By June 25, all was set for the first mass of Father Kevwe in Oghara the following day. The party, including Kevwe and his parents that went to Enugu for the ordination was being eagerly awaited. They must return to save the next day. I called Kevwe at about 5pm and he said the Enugu ceremony had just ended and that he and some of his guests were about leaving for Delta. It was not Delta in the sense of Asaba the State capital, which is more or less in the same cartographic space with Onitsha and about 100 kilometres from Enugu. They were coming to Ughelli, which is about 120 kilometres to Onitsha, putting the total distance to be covered before nightfall on a most hazardous highway at about 230 kilometres.
I was apprehensive even as I believed the Almighty would never allow the elaborate preparations to welcome our Rev. Father to shift out of tune. I said the Lord’s Prayer and kept the vigil. At midnight, I called a member of the Enugu party who said they were just re-entering Ughelli. It meant the first mass must hold in the new church building as scheduled by 10 am on June 26. I went to bed without worrying about the other major point of stress, which was the possibility of a downpour in the middle of the mass.
The weather, the following morning looked most unpredictable. I said the Lord’s prayer and Hail Mary a couple of times. Uncle Ricky was a bit disturbed, but I waxed in faith and told him that we didn’t have to seek fire from baal if the day’s sacrifice was meant for Jehovah, who could bring down fire to meet His own purpose. In the end, it turned out a breath-taking drama of the elements that bordered on the miraculous. At every turn, the clouds threatened but receded without a drop of rain as if under strict instruction not to cross the dry line.
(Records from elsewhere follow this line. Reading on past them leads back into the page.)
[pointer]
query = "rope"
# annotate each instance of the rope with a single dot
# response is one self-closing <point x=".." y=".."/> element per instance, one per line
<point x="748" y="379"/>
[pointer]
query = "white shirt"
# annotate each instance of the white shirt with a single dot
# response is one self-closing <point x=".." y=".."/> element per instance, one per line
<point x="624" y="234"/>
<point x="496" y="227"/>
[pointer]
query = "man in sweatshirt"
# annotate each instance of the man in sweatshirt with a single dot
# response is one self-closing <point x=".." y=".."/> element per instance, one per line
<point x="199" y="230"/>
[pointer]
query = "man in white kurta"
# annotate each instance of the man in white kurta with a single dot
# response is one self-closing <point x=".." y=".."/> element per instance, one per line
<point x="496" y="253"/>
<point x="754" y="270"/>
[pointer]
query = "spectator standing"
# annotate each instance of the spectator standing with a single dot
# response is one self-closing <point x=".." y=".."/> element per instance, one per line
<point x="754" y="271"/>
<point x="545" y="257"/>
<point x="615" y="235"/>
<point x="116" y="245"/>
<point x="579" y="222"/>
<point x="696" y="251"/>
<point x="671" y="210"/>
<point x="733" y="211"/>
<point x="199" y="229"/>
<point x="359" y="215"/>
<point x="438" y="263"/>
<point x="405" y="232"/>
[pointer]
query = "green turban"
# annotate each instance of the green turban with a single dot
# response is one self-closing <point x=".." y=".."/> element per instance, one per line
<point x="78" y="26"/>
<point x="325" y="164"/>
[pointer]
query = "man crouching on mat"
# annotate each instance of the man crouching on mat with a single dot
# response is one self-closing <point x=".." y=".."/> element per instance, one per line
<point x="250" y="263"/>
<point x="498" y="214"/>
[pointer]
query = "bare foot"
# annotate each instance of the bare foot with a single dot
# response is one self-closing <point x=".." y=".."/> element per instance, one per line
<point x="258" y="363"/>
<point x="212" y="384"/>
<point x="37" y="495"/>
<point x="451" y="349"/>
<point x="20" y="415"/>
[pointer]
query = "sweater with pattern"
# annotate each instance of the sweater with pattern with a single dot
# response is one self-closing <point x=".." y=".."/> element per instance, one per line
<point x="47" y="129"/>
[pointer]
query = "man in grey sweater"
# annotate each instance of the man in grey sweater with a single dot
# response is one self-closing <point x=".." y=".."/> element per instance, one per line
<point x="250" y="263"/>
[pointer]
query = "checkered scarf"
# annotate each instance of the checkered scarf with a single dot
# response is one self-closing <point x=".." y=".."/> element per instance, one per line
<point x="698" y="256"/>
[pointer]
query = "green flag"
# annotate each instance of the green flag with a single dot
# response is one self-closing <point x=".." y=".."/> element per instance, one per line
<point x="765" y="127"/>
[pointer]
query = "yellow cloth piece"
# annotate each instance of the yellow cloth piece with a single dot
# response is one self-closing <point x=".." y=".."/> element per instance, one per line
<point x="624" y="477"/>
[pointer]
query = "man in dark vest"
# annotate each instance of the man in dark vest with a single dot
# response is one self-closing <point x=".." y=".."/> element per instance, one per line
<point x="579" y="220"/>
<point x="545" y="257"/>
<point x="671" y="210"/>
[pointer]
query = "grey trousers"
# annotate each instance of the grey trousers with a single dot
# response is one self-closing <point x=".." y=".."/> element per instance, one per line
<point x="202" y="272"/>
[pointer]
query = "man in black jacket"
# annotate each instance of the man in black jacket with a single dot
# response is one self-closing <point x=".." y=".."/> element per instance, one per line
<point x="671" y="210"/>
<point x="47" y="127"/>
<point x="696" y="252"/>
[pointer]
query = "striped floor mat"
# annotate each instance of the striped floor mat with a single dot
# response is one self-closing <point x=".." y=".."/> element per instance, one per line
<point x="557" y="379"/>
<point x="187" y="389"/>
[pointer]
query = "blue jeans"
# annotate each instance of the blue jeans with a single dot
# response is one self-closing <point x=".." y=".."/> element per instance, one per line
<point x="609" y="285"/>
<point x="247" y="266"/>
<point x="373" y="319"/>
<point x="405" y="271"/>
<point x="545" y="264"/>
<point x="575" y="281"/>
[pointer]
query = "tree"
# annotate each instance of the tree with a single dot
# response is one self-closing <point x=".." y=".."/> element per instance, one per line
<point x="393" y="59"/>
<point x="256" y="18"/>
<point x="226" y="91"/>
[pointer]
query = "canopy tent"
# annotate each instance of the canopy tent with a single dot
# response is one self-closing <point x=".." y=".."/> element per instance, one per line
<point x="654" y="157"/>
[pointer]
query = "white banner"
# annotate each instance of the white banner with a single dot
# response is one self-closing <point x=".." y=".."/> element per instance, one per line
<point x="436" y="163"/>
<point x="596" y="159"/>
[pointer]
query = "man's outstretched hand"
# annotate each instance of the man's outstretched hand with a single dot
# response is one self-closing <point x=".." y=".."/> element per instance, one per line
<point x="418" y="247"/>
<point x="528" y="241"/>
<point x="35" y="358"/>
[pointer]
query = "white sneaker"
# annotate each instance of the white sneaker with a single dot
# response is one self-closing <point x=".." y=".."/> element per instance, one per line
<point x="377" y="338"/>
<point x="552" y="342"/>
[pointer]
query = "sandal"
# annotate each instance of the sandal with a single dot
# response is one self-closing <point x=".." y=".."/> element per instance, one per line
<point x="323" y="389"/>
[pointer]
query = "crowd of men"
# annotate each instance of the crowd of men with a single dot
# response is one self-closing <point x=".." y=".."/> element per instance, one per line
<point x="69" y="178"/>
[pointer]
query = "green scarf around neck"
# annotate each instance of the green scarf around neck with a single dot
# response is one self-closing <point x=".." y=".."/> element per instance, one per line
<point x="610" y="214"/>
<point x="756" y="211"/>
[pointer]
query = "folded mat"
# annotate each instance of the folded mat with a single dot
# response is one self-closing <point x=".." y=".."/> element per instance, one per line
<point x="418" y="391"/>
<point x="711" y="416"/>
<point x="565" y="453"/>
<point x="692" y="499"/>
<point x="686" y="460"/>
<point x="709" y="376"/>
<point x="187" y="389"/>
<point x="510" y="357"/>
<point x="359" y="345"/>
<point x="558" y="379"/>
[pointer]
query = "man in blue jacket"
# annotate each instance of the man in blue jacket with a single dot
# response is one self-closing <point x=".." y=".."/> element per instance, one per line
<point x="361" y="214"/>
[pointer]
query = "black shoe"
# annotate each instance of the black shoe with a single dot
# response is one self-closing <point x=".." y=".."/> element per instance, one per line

In fact, up there at the altar, there was no sense of urgency whatsoever among the colony of priests. They, including the officiating Fr. Kevwe, took their time to perform the liturgical rituals, completely oblivious of the threatening weather outside and as if the auditorium was fully covered by roofing sheets. God simply held back the rain all through till the next morning to allow all the activities of the priestly ordination of Father Kevwe to happen under hot sun.
And so, my village recorded its first Catholic priest last week and he is from my family. Actually, there is a special bond between the boy, who I shall now call Father and myself. I stayed with his father, Peter Unuajowhofia Mevayero while in the university. He was born on the day I returned from school. When I was told the mother was in labour and had been taken to the hospital, I left immediately for the Mariere General Hospital Ughelli, and I was around with his father when a birth attendant emerged from the labour room to announce his birth.
His is the only birthday of my uncle’s children that I have in my head. He was born on August 10, 1985. Some piece of superstition was immediately woven around this coincidence. They said the unborn child specially loved me hence he had waited for me to return from the University of Calabar before arriving this sinful world. Father Kevwe conducts his second mass today at St. Martins Catholic Church Ahwire, Agbarha-Otor, his mother’s village.